Minister for Housing holds lead among wider electorate and party members in Fine Gael leadership race

Simon Coveney has demonstrated that there is a contest, there is a choice, for the Fine Gael party leader at the first of four hustings at the Red Cow in Dublin. Video: Enda O'Dowd

 

Simon Coveney leads Leo Varadkar among Fine Gael voters and also among voters in general in the race for the party leadership, according to the latest Irish Times/Ipsos MRBI opinion poll.

Asked their preferred choice for leader of Fine Gael, 42 per cent said Mr Coveney, while 37 per cent opted for Mr Varadkar. Over a fifth of voters (21 per cent) said they didn’t know.

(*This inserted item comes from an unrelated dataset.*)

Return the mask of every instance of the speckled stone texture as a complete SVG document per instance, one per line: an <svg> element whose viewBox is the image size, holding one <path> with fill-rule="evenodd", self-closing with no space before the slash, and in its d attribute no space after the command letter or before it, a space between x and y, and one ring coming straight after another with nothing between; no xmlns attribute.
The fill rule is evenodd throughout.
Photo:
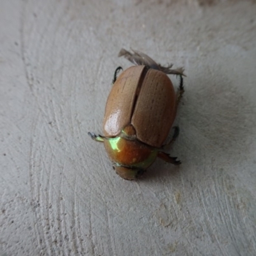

Among Fine Gael voters 48 per cent opted for Mr Coveney and 44 per cent for Mr Varadkar, with 8 per cent undecided. The sample of Fine Gael voters is smaller than the national sample and therefore has a larger margin of error.

Mr Coveney is preferred by less well-off voters, older voters, farmers and those resident in Connacht-Ulster and Munster, where 56 per cent say he is their choice.

Podcast: Pat Leahy analyses poll results

Mr Varadkar leads in Dublin (with 44 per cent support) and in Leinster, and also among wealthier voters.

Boost

The result will come as a significant boost for Mr Coveney, as he heads into a series of hustings debates with his rival. His supporters have insisted in recent days that the party membership has been ignored by TDs, many of whom rowed in behind Mr Varadkar in the early days of the race.

However, Mr Varadkar retains a near-unassailable lead in the contest to replace Taoiseach Enda Kenny. According to The Irish Times tracker of support in the leadership campaign, he has the declared support of 45 per cent of the Fine Gael electorate.

Asked a series of questions about the candidates’ strengths, voters favour Mr Coveney on trust and believe he is more “in touch with ordinary people”. However, they favour Mr Varadkar to “deliver real change”.

The poll was conducted on Tuesday and Wednesday of this week among a representative sample of 1,200 voters aged 18 and over in face-to-face interviews at 100 sampling points in all constituencies. The margin of error is plus or minus 2.8 per cent.